Quant à la dernière étape, celle de la réinsertion, elle accompagne le résident dans son évolution vers l’autonomie en tenant compte de sa situation personnelle. «En réinsertion, c’est nous qui posons le cadre, et le staff est là pour remettre les balises, si besoin. On planifie tout, heure par heure, car il est important pour un toxicomane de savoir de quoi seront faites ses journées», résume Jerry.
«À l’accueil, les résidents ne sortent pas ou alors accompagnés d’un professionnel de l’institution. En communauté, ils peuvent commencer à sortir ou passer le week-end en famille. En réinsertion, le cadre s’ouvre encore davantage. Forcément, il y a plus de risques, mais on prépare au maximum la personne pour qu’elle puisse poser ses propres limites», indique Domenico Senese, responsable de ce secteur.

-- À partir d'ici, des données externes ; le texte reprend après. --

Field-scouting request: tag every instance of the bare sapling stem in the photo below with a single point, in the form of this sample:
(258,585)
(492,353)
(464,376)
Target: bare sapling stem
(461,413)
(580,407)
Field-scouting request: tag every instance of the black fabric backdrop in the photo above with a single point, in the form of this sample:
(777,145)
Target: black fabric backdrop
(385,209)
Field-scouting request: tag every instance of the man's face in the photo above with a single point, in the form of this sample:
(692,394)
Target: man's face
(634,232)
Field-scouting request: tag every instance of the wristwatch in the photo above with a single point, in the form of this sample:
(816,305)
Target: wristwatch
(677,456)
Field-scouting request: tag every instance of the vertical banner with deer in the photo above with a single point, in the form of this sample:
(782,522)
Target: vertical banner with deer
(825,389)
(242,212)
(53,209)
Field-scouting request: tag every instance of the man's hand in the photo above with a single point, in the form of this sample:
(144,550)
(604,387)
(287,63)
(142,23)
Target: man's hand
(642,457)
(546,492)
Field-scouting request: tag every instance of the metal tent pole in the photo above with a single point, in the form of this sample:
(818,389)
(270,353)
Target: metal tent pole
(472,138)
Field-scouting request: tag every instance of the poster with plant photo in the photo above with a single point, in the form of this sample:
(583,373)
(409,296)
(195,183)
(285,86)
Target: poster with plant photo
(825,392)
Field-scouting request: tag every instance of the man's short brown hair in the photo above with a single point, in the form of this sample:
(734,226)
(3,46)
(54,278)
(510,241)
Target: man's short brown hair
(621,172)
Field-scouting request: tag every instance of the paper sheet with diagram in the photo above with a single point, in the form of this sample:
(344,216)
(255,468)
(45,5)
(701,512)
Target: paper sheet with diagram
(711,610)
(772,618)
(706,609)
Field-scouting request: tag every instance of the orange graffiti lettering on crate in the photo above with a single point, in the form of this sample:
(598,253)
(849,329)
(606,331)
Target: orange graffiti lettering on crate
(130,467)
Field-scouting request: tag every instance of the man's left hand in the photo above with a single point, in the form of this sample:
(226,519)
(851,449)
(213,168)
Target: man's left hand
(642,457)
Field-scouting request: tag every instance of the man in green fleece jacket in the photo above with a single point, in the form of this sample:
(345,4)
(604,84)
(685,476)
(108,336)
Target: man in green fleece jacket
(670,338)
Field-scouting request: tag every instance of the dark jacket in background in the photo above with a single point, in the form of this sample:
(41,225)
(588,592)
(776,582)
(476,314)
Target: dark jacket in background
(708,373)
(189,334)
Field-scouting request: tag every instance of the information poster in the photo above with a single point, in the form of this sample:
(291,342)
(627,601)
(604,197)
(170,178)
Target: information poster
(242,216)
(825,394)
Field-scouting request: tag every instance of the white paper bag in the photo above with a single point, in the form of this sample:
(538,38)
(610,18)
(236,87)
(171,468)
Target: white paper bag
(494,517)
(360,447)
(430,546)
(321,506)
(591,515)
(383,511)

Après trois semaines en réinsertion, chaque résident devient en outre résident-animateur: «Tu retournes à l’accueil où tu fais partir du staff d’éducateurs, histoire de partager ton expérience avec les nouveaux résidents. En fin de compte, en tant que toxicomanes, nos vies se rejoignent, se ressemblent, malgré des parcours personnels parfois différents. J’ai pu mesurer le changement. Quand je vois les gens qui arrivent à l’accueil, j’ai du mal à réaliser que j’étais comme cela au début. Je me retrouve avec mon ancien référent dont je rejetais au début l’autorité. Je me retrouve aujourd’hui à rappeler les règles, remettre le cadre auprès des nouveaux résidents», raconte Younès.